Before route failed I use apisix-dashbroad to modify same route config about

What does this mean?

From the logs, it does look like APISIX is returning a 404.

Anyone can tell me why route is gone after route come back but apisix not reload config , still 404 (route not found) ?

Are any related logs about this in error.log?

tzssangglass avatar Jul 27 '22 02:07 tzssangglass

Before route failed I use apisix-dashbroad to modify same route config about What does this mean?

I do some ops before problem happened , maybe it is related but early .

Are any related logs about this in error.log?

With docker install all log are redirect to journald , just like i paste it . No any useful log .


From monitor etcd key have no change at problom time .But apisix route really failed . 图片

oneto1 avatar Jul 27 '22 03:07 oneto1

Are you using the prometheus plugin on global rules?

tzssangglass avatar Jul 27 '22 08:07 tzssangglass

Are you using the prometheus plugin on global rules?

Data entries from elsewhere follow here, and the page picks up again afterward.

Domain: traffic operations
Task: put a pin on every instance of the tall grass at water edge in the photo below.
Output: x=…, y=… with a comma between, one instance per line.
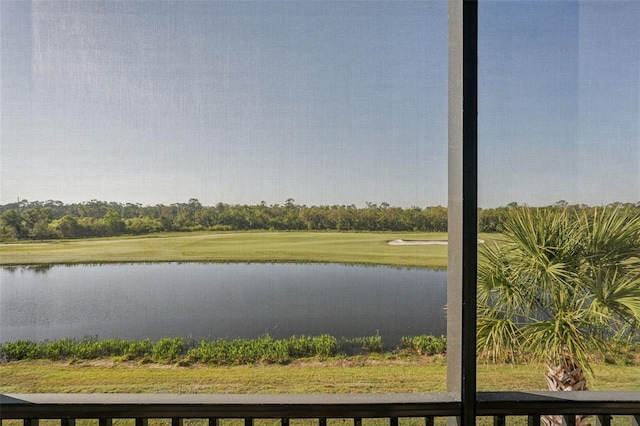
x=265, y=349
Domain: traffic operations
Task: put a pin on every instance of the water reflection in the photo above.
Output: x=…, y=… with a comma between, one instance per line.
x=137, y=301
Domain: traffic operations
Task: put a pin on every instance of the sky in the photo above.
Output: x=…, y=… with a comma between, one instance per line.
x=324, y=102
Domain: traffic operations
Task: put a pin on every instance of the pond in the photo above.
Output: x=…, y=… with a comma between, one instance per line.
x=210, y=300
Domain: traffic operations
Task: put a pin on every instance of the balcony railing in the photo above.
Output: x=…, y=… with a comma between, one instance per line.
x=105, y=407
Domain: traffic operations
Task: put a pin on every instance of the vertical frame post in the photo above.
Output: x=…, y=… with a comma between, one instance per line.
x=463, y=205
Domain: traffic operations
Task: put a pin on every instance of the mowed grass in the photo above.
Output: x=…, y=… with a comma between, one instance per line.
x=351, y=375
x=349, y=248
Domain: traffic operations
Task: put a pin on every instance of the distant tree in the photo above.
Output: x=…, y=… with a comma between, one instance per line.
x=114, y=223
x=12, y=224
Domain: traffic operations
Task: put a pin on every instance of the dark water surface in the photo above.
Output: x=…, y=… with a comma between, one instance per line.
x=139, y=301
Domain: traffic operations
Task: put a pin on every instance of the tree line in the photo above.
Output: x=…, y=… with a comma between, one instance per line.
x=39, y=220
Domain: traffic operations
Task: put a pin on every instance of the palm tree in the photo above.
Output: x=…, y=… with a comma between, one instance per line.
x=561, y=285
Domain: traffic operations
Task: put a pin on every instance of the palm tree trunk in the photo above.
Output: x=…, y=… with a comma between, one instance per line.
x=565, y=377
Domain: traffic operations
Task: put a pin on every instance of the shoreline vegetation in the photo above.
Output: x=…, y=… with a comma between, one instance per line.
x=188, y=351
x=358, y=365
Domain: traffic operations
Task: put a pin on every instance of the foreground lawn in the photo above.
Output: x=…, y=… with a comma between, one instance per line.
x=325, y=247
x=349, y=375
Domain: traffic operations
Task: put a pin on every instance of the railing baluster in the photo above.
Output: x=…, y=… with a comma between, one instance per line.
x=533, y=421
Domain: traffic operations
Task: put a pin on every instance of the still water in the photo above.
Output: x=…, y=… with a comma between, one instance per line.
x=139, y=301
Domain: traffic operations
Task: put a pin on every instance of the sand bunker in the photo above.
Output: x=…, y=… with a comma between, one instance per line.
x=420, y=242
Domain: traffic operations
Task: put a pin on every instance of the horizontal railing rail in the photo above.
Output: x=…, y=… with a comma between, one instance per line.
x=356, y=406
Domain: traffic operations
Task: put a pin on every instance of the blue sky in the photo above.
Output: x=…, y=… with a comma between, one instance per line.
x=323, y=102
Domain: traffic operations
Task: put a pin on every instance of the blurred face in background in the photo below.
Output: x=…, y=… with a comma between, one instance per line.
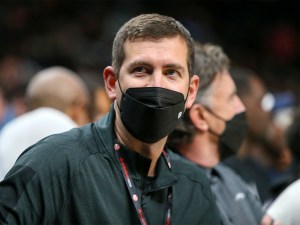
x=258, y=117
x=224, y=103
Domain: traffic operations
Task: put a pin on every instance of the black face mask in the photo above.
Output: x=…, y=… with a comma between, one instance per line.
x=151, y=113
x=234, y=134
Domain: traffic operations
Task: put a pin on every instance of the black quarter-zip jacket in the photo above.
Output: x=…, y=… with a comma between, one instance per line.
x=75, y=178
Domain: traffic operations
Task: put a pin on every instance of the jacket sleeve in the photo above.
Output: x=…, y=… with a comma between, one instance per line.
x=20, y=197
x=36, y=188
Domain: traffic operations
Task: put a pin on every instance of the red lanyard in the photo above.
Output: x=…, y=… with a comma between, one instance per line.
x=132, y=190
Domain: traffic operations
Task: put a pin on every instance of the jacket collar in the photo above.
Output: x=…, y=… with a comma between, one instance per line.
x=137, y=164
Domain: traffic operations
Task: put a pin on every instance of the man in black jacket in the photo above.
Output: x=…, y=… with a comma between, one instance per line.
x=118, y=170
x=217, y=121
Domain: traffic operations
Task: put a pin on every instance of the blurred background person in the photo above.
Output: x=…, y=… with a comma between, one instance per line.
x=58, y=100
x=265, y=146
x=286, y=206
x=217, y=118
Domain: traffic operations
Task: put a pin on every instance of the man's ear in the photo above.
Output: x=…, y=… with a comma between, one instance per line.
x=193, y=89
x=110, y=79
x=197, y=117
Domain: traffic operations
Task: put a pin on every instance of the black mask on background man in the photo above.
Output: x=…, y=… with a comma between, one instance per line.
x=234, y=134
x=151, y=113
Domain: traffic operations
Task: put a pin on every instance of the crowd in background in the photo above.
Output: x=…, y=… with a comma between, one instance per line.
x=260, y=35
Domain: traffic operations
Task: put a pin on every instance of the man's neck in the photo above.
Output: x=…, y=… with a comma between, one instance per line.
x=151, y=151
x=202, y=151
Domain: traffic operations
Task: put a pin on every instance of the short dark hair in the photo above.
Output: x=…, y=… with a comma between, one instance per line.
x=147, y=27
x=209, y=61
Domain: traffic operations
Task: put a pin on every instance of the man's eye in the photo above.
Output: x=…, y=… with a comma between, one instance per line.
x=172, y=72
x=139, y=69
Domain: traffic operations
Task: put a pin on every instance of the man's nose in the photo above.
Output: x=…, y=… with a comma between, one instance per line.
x=239, y=105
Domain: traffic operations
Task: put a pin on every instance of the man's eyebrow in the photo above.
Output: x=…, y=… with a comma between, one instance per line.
x=138, y=63
x=175, y=66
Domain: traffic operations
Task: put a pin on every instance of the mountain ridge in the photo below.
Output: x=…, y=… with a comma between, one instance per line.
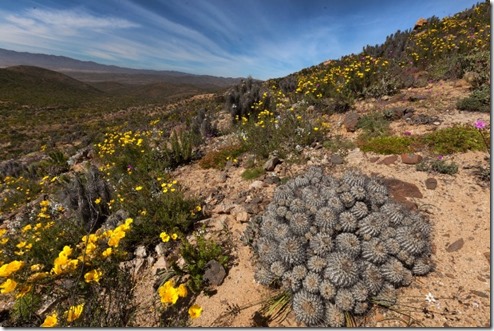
x=89, y=71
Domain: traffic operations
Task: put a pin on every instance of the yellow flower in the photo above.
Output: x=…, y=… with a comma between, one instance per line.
x=195, y=311
x=10, y=268
x=107, y=252
x=168, y=294
x=164, y=237
x=36, y=267
x=74, y=312
x=50, y=321
x=8, y=286
x=182, y=290
x=93, y=276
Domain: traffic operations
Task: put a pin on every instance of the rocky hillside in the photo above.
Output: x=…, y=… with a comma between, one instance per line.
x=352, y=193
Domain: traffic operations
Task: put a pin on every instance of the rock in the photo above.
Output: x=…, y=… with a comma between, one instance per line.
x=256, y=184
x=214, y=273
x=456, y=246
x=160, y=249
x=271, y=163
x=160, y=264
x=431, y=183
x=400, y=190
x=272, y=180
x=388, y=160
x=140, y=252
x=336, y=159
x=350, y=121
x=410, y=158
x=480, y=294
x=222, y=177
x=242, y=217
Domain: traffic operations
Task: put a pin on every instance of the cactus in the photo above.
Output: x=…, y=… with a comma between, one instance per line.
x=338, y=245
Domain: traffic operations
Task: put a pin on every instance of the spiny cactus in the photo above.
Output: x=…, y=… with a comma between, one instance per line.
x=338, y=245
x=88, y=195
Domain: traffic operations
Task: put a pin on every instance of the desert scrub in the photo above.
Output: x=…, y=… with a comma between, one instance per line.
x=373, y=125
x=45, y=252
x=456, y=139
x=387, y=145
x=281, y=132
x=217, y=159
x=196, y=254
x=479, y=100
x=338, y=245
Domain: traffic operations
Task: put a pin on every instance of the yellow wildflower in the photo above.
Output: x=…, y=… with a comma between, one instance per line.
x=8, y=286
x=50, y=321
x=182, y=290
x=107, y=252
x=74, y=312
x=195, y=311
x=93, y=276
x=164, y=237
x=10, y=268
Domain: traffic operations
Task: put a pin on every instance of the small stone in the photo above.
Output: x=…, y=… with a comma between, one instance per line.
x=456, y=246
x=214, y=273
x=140, y=252
x=480, y=294
x=242, y=217
x=271, y=163
x=336, y=159
x=272, y=180
x=388, y=160
x=431, y=183
x=160, y=249
x=350, y=121
x=410, y=158
x=256, y=184
x=488, y=256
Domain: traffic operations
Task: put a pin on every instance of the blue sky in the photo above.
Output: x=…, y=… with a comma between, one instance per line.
x=229, y=38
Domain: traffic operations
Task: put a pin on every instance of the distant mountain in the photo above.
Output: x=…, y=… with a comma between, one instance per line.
x=28, y=84
x=88, y=71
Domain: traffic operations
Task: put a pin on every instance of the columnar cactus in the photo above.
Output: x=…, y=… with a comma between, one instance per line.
x=337, y=244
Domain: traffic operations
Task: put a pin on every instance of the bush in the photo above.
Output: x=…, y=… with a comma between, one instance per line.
x=387, y=145
x=240, y=99
x=456, y=139
x=479, y=100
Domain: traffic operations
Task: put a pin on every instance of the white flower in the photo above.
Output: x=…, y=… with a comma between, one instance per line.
x=430, y=298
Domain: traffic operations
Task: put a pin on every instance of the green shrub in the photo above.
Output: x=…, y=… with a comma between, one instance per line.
x=387, y=145
x=252, y=173
x=479, y=100
x=456, y=139
x=373, y=125
x=218, y=159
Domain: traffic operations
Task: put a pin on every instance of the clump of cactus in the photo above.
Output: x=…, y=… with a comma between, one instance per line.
x=339, y=245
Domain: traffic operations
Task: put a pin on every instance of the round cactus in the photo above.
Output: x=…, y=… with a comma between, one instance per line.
x=339, y=244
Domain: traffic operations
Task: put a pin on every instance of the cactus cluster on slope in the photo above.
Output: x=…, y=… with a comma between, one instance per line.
x=339, y=244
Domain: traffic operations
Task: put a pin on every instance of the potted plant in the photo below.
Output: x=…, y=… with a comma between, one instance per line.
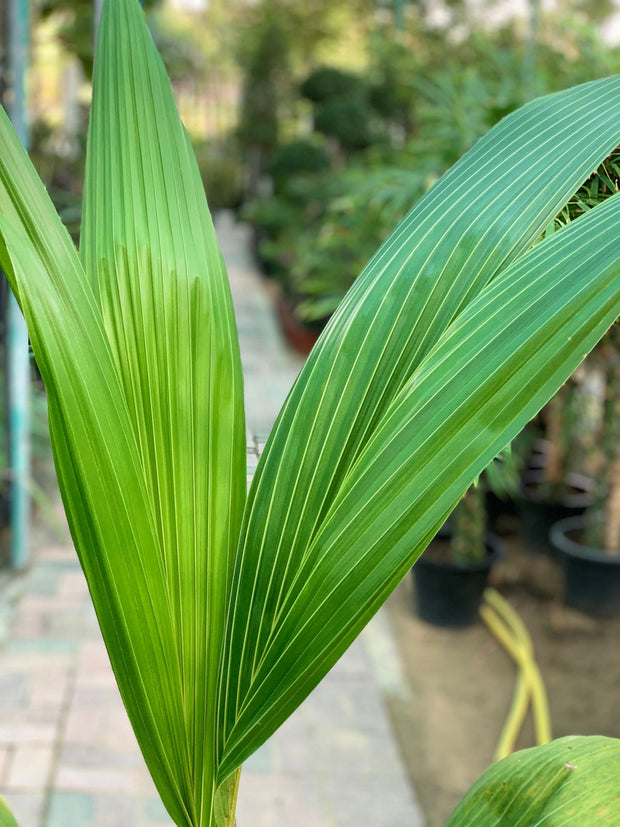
x=553, y=490
x=453, y=572
x=589, y=546
x=221, y=614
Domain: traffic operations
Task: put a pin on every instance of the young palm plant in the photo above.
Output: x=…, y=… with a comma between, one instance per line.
x=220, y=621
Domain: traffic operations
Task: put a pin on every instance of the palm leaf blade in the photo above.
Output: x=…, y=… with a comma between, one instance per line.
x=437, y=262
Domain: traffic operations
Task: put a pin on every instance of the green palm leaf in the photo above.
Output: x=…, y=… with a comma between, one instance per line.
x=456, y=332
x=454, y=335
x=572, y=780
x=141, y=363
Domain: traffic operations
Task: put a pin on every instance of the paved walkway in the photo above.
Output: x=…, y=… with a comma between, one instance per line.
x=68, y=757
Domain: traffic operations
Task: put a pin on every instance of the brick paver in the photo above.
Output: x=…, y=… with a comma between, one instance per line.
x=68, y=757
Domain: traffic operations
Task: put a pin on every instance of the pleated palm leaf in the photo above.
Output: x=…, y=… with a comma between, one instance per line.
x=460, y=328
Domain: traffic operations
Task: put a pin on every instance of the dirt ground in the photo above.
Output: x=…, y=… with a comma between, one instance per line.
x=462, y=681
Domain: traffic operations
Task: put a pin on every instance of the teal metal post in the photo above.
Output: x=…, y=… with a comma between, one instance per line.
x=18, y=380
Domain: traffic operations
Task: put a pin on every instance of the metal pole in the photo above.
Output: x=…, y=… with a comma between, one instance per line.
x=18, y=380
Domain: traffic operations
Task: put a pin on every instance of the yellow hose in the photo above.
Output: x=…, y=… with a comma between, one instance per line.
x=509, y=629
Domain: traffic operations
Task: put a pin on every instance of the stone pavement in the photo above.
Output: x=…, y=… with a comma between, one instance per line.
x=68, y=757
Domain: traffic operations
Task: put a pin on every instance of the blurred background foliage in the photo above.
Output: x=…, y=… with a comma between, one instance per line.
x=321, y=123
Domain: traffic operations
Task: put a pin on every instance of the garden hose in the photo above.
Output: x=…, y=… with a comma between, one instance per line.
x=506, y=625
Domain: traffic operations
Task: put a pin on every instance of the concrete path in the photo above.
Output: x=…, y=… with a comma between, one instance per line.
x=68, y=757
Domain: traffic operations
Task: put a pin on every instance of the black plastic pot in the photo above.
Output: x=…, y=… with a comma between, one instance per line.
x=538, y=514
x=449, y=593
x=591, y=576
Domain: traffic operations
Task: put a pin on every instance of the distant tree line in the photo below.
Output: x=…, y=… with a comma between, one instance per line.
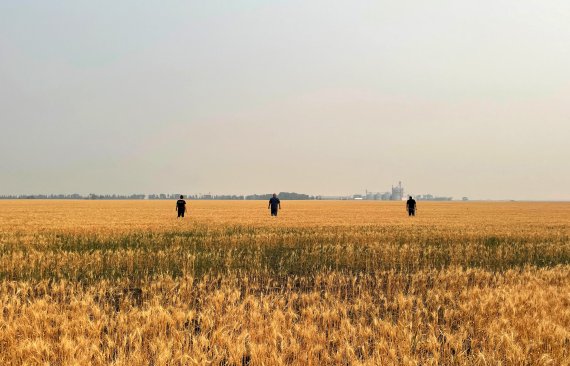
x=159, y=196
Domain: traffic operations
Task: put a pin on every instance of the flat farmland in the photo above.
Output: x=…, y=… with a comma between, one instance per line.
x=324, y=283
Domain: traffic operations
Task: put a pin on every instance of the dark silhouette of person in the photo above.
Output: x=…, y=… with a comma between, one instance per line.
x=181, y=206
x=274, y=205
x=411, y=206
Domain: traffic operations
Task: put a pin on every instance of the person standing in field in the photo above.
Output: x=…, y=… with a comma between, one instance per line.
x=411, y=206
x=274, y=205
x=181, y=206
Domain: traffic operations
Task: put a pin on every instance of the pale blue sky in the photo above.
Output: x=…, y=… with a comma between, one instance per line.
x=455, y=98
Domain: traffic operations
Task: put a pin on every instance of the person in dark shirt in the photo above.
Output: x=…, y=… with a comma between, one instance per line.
x=274, y=205
x=181, y=206
x=411, y=206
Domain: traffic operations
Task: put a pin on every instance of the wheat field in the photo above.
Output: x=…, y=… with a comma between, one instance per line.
x=325, y=283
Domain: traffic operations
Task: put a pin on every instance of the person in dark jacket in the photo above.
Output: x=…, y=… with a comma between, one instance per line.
x=181, y=206
x=411, y=206
x=274, y=205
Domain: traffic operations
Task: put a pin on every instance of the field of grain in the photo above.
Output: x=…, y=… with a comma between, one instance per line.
x=325, y=283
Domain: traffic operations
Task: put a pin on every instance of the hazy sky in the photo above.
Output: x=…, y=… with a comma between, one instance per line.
x=460, y=98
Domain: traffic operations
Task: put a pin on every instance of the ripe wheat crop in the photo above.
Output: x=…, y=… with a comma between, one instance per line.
x=324, y=283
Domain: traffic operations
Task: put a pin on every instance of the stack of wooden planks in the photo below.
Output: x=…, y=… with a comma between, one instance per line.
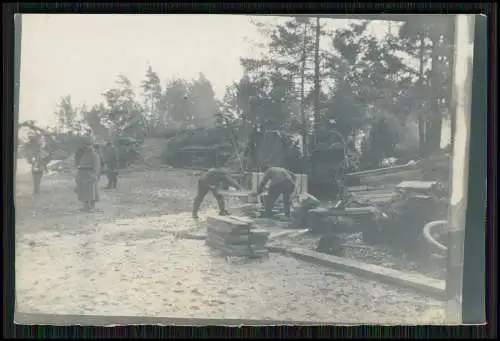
x=236, y=236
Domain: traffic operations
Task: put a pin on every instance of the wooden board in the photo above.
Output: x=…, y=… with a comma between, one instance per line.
x=352, y=211
x=235, y=194
x=417, y=185
x=259, y=237
x=232, y=221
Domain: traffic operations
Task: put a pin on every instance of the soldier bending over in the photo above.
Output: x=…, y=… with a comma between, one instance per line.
x=207, y=183
x=281, y=183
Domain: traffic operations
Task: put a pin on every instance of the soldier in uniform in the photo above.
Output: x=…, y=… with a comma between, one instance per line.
x=281, y=182
x=88, y=166
x=111, y=161
x=207, y=183
x=37, y=169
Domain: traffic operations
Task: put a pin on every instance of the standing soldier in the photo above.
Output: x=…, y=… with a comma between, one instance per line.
x=281, y=182
x=37, y=169
x=111, y=162
x=88, y=166
x=207, y=183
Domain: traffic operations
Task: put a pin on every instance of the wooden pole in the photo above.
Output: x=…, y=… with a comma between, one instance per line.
x=317, y=81
x=302, y=99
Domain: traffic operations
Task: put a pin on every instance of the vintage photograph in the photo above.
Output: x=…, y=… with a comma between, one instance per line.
x=243, y=167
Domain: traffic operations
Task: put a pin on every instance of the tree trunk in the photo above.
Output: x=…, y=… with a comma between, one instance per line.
x=421, y=119
x=433, y=134
x=302, y=98
x=317, y=84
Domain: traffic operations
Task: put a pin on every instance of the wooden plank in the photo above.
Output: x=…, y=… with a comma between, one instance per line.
x=390, y=276
x=235, y=194
x=417, y=185
x=385, y=170
x=229, y=220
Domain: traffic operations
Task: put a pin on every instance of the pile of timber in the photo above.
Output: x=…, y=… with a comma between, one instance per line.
x=236, y=236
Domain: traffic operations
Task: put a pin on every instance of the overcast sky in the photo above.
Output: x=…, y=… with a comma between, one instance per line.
x=81, y=55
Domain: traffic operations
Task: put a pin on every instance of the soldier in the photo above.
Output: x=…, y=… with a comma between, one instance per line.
x=88, y=166
x=111, y=161
x=281, y=183
x=37, y=169
x=207, y=183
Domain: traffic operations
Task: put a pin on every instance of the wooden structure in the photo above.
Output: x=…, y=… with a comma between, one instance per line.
x=235, y=236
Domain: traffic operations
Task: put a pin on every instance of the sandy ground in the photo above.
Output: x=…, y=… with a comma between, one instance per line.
x=127, y=260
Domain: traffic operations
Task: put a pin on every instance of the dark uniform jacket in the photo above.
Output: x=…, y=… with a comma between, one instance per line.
x=276, y=176
x=216, y=176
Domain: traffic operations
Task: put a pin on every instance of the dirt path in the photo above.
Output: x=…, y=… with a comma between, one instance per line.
x=126, y=260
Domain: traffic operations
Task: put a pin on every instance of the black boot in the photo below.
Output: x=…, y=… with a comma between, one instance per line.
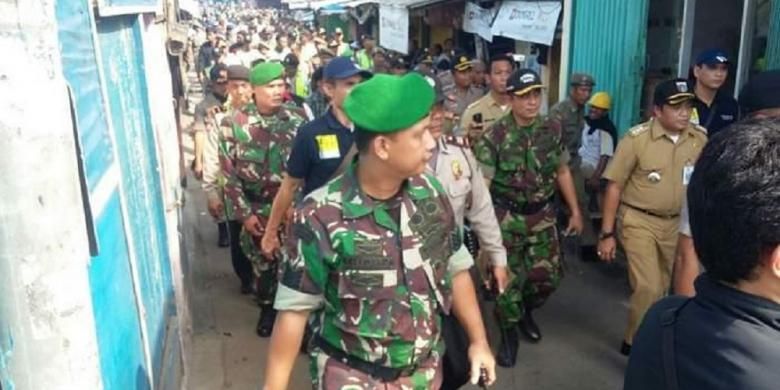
x=224, y=238
x=265, y=325
x=529, y=328
x=507, y=353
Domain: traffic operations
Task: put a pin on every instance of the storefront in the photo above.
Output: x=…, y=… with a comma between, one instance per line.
x=628, y=59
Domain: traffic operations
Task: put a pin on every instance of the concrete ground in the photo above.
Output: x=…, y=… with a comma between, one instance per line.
x=582, y=323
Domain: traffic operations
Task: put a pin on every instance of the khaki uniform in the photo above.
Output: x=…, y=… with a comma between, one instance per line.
x=464, y=99
x=652, y=170
x=459, y=173
x=491, y=111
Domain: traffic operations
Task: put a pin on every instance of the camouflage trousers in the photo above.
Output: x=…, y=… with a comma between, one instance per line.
x=266, y=269
x=533, y=255
x=331, y=374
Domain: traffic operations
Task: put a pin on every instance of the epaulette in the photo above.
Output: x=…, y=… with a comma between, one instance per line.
x=639, y=129
x=701, y=128
x=462, y=142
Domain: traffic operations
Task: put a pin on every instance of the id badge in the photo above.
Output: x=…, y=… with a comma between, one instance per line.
x=328, y=146
x=687, y=173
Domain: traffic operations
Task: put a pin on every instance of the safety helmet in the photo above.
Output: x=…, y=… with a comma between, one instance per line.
x=601, y=100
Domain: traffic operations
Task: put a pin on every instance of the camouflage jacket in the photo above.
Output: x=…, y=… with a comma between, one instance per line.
x=376, y=286
x=572, y=119
x=522, y=162
x=254, y=164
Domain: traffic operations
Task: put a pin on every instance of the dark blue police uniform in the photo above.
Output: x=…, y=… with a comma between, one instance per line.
x=318, y=150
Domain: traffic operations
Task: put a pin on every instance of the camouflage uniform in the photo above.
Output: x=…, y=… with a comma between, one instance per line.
x=377, y=276
x=253, y=172
x=522, y=163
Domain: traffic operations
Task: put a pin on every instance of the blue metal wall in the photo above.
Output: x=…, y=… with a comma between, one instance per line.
x=608, y=41
x=118, y=327
x=130, y=224
x=773, y=43
x=123, y=67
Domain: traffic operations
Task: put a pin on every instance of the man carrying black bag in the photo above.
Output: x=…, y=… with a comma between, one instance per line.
x=458, y=171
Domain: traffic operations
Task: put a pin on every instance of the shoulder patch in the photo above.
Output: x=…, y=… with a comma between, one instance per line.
x=462, y=142
x=639, y=129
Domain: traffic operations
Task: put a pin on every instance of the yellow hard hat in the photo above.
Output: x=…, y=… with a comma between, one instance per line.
x=601, y=100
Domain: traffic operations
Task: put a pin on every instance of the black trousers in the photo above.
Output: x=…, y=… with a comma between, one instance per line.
x=241, y=265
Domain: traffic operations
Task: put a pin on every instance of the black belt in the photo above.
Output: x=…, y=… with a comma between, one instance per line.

Yes. It's work fine about 2 weeks.

oneto1 avatar Jul 27 '22 08:07 oneto1

Can you provide the reproduction steps?

tzssangglass avatar Jul 27 '22 11:07 tzssangglass

I will enable info log and test again .

oneto1 avatar Jul 28 '22 02:07 oneto1

This issue has been marked as stale due to 350 days of inactivity. It will be closed in 2 weeks if no further activity occurs. If this issue is still relevant, please simply write any comment. Even if closed, you can still revive the issue at any time or discuss it on the [email protected] list. Thank you for your contributions.

github-actions[bot] avatar Jul 15 '23 10:07 github-actions[bot]

This issue has been closed due to lack of activity. If you think that is incorrect, or the issue requires additional review, you can revive the issue at any time.

github-actions[bot] avatar Jul 29 '23 10:07 github-actions[bot]